完了試験研究成績

【指導参考事項】

(作成63年1月)

1.課題の分類
畜産 豚 飼養
北海道 畜産

2.試験研究課題名 カポック粕配合肉豚用飼料による豚枝肉の品質改善試験

3.予算区分 受 託

4.研究期間 (昭和60年)

5.担当 滝川畜試 研究部 畜産資源開発科

6.協力・分担関係  ホクレン

7.目 的
 豚肉においては消費者の嗜好の多様化・高級化や流通過程における保存性などの問題が指摘されるようになり、豚肉の品質改善が要望されている。豚肉の品質変化には多くの要因が関与しているが、特に給与飼料の影響の大きい事が知られており、蓄積脂肪を硬化させるとするカポック粕と大麦を肉豚用飼料に配合し枝肉、特に脂肪品質の改善効果を明らかにする。

8.試験研究方法
 カポック粕および大麦を配合した肉豚用飼料の給与効果を発育成績、枝肉品質、脂肪性状を指標として明らかにする。
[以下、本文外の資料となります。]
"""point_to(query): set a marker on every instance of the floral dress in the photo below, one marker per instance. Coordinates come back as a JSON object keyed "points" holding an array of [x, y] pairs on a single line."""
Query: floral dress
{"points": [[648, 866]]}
また、農家におけるカポック粕を配合した飼料の給与効果を確認する。
 (1)カポック粕(1.5%)および大麦の配合飼料の肥育試験(試験Ⅰ)
 (2)カポック粕(2%)配合飼料の肥育試験(試験Ⅱ)
 (3)農家におけるカポック粕配合飼料の給与試験

9.結果の概要・要約
 (1)カポック粕を1・5%配合した飼料および大麦を30%配合した飼料の給与は、発育成績、屠殺解体成績および胸最長筋の理化学性状にほとんど影響しなかったが、特にカポック粕を1.5%配合した飼料の給与により脂肪性状が良好となった。
 (2)カポック粕を2.0%配合した飼料においても、脂肪融点の上昇、飽和脂肪酸含量の増加が認められ、脂肪性状が改善された。
 (3)一貫経営農家4戸においてカポック粕1.5%を配合した飼料を給与した結果、枝肉の品質が良好となり、また蓄積脂肪性状の向上が認められた。

10成果の具体的数字

表1 カポック粕配合飼料による肥育効果
  試 験 Ⅰ 試 験 Ⅱ
カポック粕
1.5%配合
無配合 カポック粕
2.0%配合
無配合
日増体量(g) 756 813 803 814
飼料要求率 3.61 3.58 3.51 3.40
屠体測定値 枝肉重量(kg) 66.4 66.8 69.1 69.0
枝肉歩留(%) 64.0 64.3 62.2 63.5
背腰長−Ⅱ(cm) 73.4 73.5 73.5 74.0
背脂肪−背(cm) 1.8 2.0 1.5 1.9
背脂肪平均(㎝) 2.6 2.9 2.4 2.8
分割重量割合 正 肉(%) 70.8 69.4 77.7 76.8
除去脂肪(%) 16.6 17.6 9.3 10.8
骨(%) 12.5 13.0 13.0 12.4
脂肪性状
(背脂肪内層)
融点(℃) 39.4a 36.6b 36.6A 30.OB
飽和脂肪酸含量(%) 46.0 44.7 46.0A 40.7B
異なる肩文字間に有意差有り(A、B間にP<0.Ol、a、b間にP<0.05)

表2 農家別枝肉品質および脂肪性状(58.5〜58.11出荷)
  A農家 B農家 C農家 D農家 平 均
出荷頭数(頭) 399 312 144 56  
枝肉重量(kg) 70.2 69.3 68.9 73.5 69.9
「上」格付(%) 69.2 60.9 55.6 57.1 63.4
脂肪性状
(背脂肪内層)
調査頭数(頭) 27 25 8 4  
融 点(℃) 38.2 37.5 37.2 38.0 37.8
水 分(%) 8.1 8.1 7.8 7.4 8.0
脂肪色(L値) 73.9 73.2 73.3 73.6 73.5

11.成果の活用面と留意点
 (1)カポック粕を高率に配合、あるいは長期間にわたる給与は脂肪を硬化し品質を低下させるため、その配合割合は1.5〜2.0%とし、給与期間は約60日とする。